1:45 AM: I try to hard reset the machine. It does not come back up.
1:50 AM: Attaching a keyboard and monitor, I rapidly discover that the problem is a failed hard drive that seems to have corrupted the /usr and /var partitions to the point that the kernel panics when trying to mount either of them. From the debug messages, the root cause appears to be disk damage.
2:05 AM: I swap the network cards into a spare machine that had been running an old FreeBSD 7 snapshot. VERY fortunately I had purchased a complete install set of OpenBSD 3.9 so I had an actual CD with all the sets (this was done for just this eventuality). I commence the OpenBSD install.
2:25 AM: After wasting a few minutes remembering how to run disklabel, the install is finished.

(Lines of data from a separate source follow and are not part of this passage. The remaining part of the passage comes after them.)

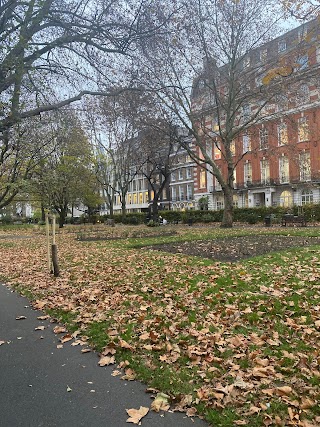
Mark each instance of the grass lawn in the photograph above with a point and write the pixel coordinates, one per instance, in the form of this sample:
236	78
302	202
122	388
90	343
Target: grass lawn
238	344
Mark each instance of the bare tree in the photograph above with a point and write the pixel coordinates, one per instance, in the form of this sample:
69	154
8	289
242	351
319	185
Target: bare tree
302	9
158	144
66	175
209	71
53	52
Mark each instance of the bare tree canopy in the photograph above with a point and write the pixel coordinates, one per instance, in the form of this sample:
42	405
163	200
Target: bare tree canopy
302	9
211	72
52	52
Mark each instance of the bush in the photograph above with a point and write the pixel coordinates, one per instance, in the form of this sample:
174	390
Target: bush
7	219
152	223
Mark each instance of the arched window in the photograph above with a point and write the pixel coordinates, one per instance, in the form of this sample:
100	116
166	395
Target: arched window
306	196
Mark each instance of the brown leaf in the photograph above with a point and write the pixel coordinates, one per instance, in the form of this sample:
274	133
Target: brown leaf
284	391
160	403
307	403
106	360
130	375
136	414
66	338
59	329
124	344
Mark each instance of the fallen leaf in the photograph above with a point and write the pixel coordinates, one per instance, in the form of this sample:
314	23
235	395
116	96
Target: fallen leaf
284	391
106	360
160	403
124	344
59	329
130	375
136	414
66	338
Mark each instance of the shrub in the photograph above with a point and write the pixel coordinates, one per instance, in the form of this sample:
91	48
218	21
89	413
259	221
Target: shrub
152	223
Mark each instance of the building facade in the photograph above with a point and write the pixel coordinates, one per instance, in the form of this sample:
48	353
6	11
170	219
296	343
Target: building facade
278	157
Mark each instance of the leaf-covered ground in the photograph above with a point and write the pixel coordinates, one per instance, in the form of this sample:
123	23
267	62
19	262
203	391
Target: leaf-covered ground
237	343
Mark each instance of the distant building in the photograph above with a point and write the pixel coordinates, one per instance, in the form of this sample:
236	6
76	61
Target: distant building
280	154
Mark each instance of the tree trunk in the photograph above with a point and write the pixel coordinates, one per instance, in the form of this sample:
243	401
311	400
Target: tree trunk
62	217
155	209
123	208
43	213
227	219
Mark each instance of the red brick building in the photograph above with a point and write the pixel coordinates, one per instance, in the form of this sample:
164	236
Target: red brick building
279	156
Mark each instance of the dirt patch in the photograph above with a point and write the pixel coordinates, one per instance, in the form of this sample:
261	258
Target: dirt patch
234	249
130	236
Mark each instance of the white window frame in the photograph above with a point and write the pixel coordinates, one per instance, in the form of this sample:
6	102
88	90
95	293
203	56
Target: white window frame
284	173
305	166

Note—I have started running ntpd so I set it to start on boot.
2:27 AM: firstboot; notice I have the network cards in backwards. I swap the Ethernet cable and all is well.
2:30 AM: I create my own account so I can stop using root. For a change, I remember to put myself in the wheel group.

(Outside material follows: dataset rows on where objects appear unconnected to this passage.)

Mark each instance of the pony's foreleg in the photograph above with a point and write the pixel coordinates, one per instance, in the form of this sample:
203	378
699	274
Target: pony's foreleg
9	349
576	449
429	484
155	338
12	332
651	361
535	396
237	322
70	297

2:31 AM: After a keyboard swap, I ssh to my main workstation and grab the most recent backup of this host’s /etc directory. I swap in the necessary config files to get the PPPoE working properly, remembering to change the interface names to reflect the now swapped cards.
2:32 AM: Success #1, I can ping hosts on the Internet.
2:33 AM: Forgot to change the interfaces in pf.conf, so my first attempt to start PF freezes my ssh connection. Back to the console to unlock the machine and change the offending setting.
2:35 AM: PF is up but strangely packets aren’t being forwarded.
2:42 AM: After several minutes of head scratching, I realize I am a dolt and forgot to use sysctl to turn on packet filtering in the kernel. This accomplished, I am back online!
There—an hour and 12 minutes from system hardware failure to back up and running on a new host. This proved to me I know my OpenBSD (although having a backup of /etc so I didn’t have to rewrite config files from scratch was a huge help—always make back-ups). Frankly, given the beat up old hardware I use for these tasks, I know these situations will come up (this has happened once before and caused a lot more pain).